El pasado domingo mis dos tías llamaron a mi madre y coincidieron: “¿Está bien Javi?”. Se extrañó hasta mi madre, que suele hacerse esa pregunta cada muy poco tiempo. Mis tías llamaron preocupadas por lo que está ocurriendo con los botellones, por si mis amigos y yo fuésemos una de esas bandas que van atracando por ahí.
A mis tías les tranquilizaría saber que mi trayectoria por los botellones se resume en una escena. En mitad de una pelea, con varios de nuestros colegas repartiendo puñetazos, Marce, Jimeno y yo nos abrimos un huequito para iluminar con la linterna del móvil y echarle unas gotas en los ojos a Jimeno.
Los botellones seguramente nacieran en el parque del Jeri y de ahí se expandiesen por todo Madrid, con Bilbo como profeta. Bilbo era el hombre que nos vendía el alcohol, y le llamábamos así por su parecido a Bilbo Bolsón.
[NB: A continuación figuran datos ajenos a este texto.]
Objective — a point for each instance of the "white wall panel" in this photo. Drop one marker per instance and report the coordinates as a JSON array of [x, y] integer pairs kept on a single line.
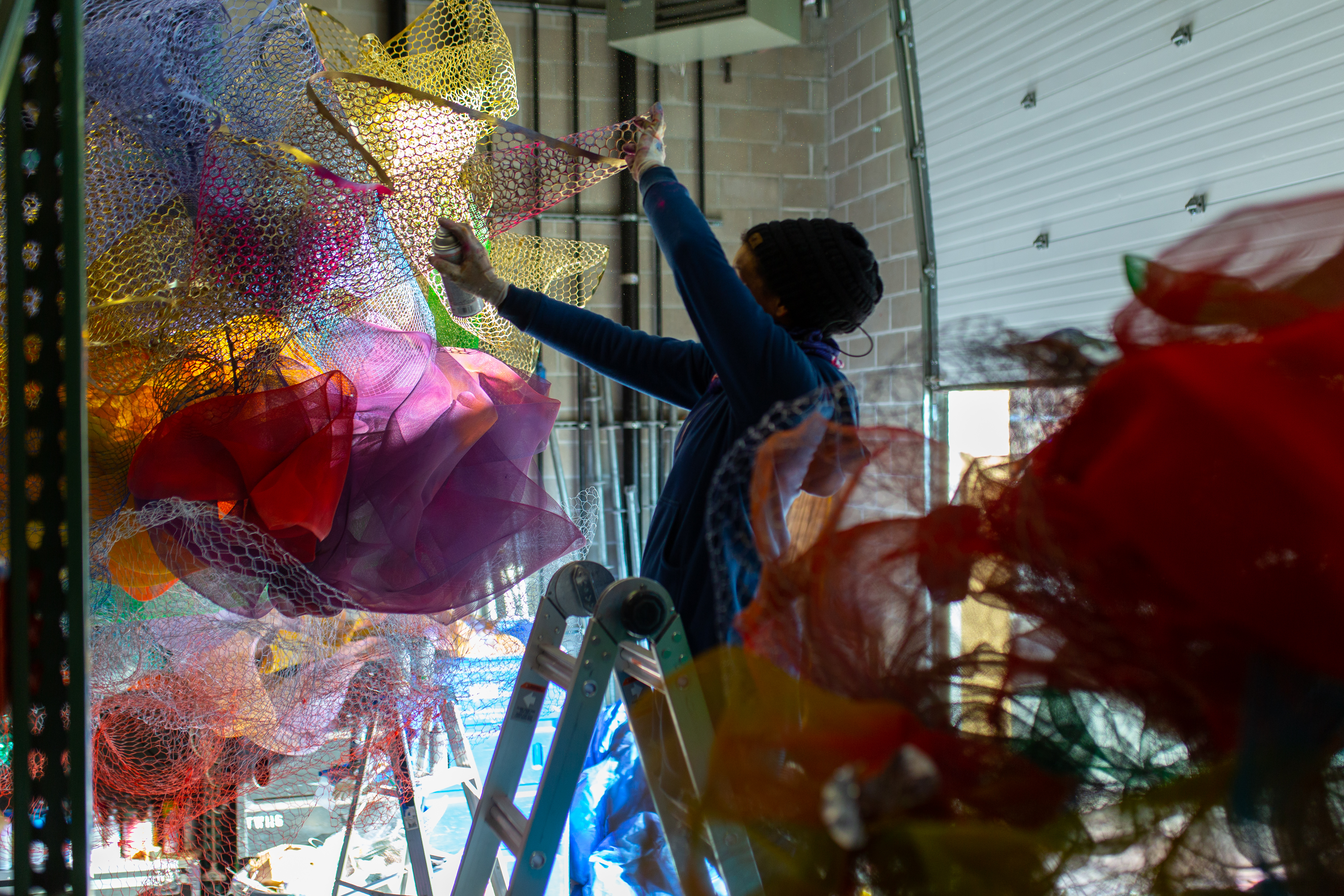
[[1127, 128]]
A este Bilbo no se le perdió el anillo pero se le escurrieron muchas botellas de Negrita.
La situación más peligrosa que viví en un botellón me pilló muy cerca. A mi lado escuché cómo alguien gritaba “ASESINOOOOO”, unido a un llanto desconsolado. Nos temimos lo peor. Pero todo aquello coincidía con una moda muy extraña que causó furor en nuestro barrio: muchos chavales empezaron a comprarse ratas. “YO NO HE MATADO A NADIE” fue la respuesta al primer grito, también entre sollozos. Uno de los chavales, intuimos que sin querer, había pisado a la rata de su colega hiriéndola de muerte.
La gente que quiere prohibir los botellones es la misma que se quedó sin ninguna historia que contar.